Today marks four years that I have co-owned a house with my younger brother, Casey. There’s a constant debate on Finance Twitter about owning vs renting and whether a house in an “investment”. I will say that while our house is not a traditional investment, it is an investment in other ways. It was an investment in our maturation as adults. It was an investment in our overall level of happiness and pride. It was in our future.
Sometimes there’s more than just the numbers involved when considering “investment” opportunities.
Here’s what I’ve been reading this morning:
- During the recovery earlier this year, a handful of billionaire hedge fund managers went on TV expressing bearish sentiments about the market. The opposite happened. Michael uses this a good reminder of the futility of trying to predict the direction of the stock market.
- There are ways to “stress test” your portfolio to see how it might hold up in future market environments. As Richard writes, that presents the problem of assuming the future will resemble the past. He writes about why and how he builds in a margin of safety as well.

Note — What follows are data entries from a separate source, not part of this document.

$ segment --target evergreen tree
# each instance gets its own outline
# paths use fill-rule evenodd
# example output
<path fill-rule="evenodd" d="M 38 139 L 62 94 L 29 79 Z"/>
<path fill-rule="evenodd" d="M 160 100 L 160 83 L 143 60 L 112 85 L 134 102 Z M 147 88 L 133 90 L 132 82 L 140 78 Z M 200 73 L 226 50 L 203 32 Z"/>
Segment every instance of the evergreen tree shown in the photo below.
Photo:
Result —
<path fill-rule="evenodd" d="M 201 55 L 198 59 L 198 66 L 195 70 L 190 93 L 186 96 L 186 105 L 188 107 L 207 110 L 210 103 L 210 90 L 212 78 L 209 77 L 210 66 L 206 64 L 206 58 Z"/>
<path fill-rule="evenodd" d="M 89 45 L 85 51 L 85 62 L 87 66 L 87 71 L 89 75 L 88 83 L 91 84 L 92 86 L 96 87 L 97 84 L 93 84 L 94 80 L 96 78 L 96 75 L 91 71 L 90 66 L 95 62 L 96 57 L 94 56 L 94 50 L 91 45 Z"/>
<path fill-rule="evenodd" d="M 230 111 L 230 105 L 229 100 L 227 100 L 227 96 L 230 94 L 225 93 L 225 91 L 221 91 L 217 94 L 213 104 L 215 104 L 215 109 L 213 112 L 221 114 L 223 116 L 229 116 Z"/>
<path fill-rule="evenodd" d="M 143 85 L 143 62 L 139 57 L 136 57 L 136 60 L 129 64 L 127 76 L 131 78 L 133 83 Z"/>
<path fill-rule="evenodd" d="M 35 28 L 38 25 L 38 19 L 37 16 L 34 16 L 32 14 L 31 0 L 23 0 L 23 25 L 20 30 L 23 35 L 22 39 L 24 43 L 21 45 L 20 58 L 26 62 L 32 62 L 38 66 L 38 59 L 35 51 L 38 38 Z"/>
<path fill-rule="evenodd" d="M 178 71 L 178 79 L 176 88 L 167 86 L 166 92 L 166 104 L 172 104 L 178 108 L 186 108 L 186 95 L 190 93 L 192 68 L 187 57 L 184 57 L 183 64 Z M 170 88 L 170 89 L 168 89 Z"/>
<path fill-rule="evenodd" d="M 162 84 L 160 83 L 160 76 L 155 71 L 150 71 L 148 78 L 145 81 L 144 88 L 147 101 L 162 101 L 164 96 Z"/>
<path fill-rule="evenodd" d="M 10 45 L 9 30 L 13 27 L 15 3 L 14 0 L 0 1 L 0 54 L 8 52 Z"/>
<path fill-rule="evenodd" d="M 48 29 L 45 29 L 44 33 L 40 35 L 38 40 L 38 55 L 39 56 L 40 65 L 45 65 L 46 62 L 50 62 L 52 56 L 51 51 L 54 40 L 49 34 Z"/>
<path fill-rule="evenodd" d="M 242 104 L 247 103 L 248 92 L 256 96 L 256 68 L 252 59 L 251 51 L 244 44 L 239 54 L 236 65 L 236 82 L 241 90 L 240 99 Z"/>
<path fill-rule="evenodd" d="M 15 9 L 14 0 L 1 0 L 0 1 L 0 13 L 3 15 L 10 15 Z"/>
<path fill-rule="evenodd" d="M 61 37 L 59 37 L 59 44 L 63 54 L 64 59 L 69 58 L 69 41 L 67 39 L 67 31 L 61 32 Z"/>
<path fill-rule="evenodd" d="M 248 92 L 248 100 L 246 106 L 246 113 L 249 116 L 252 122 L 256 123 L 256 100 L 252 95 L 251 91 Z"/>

- Whether it’s an individual effort by an athlete like Tiger Woods or Roger Federer, or a brilliant new CEO, society tends to root for individuals or groups/teams for long periods of time. This post looks at why the “star” fund manager became so popular.
- The 2020 Presidential election is less than a week away. The stock market is going to be volatile. That’s just the way it is. This week’s video reminds investors that a short-term spot of volatility (potentially through the end of the year) is NOT reason to rip up the long-term game plan.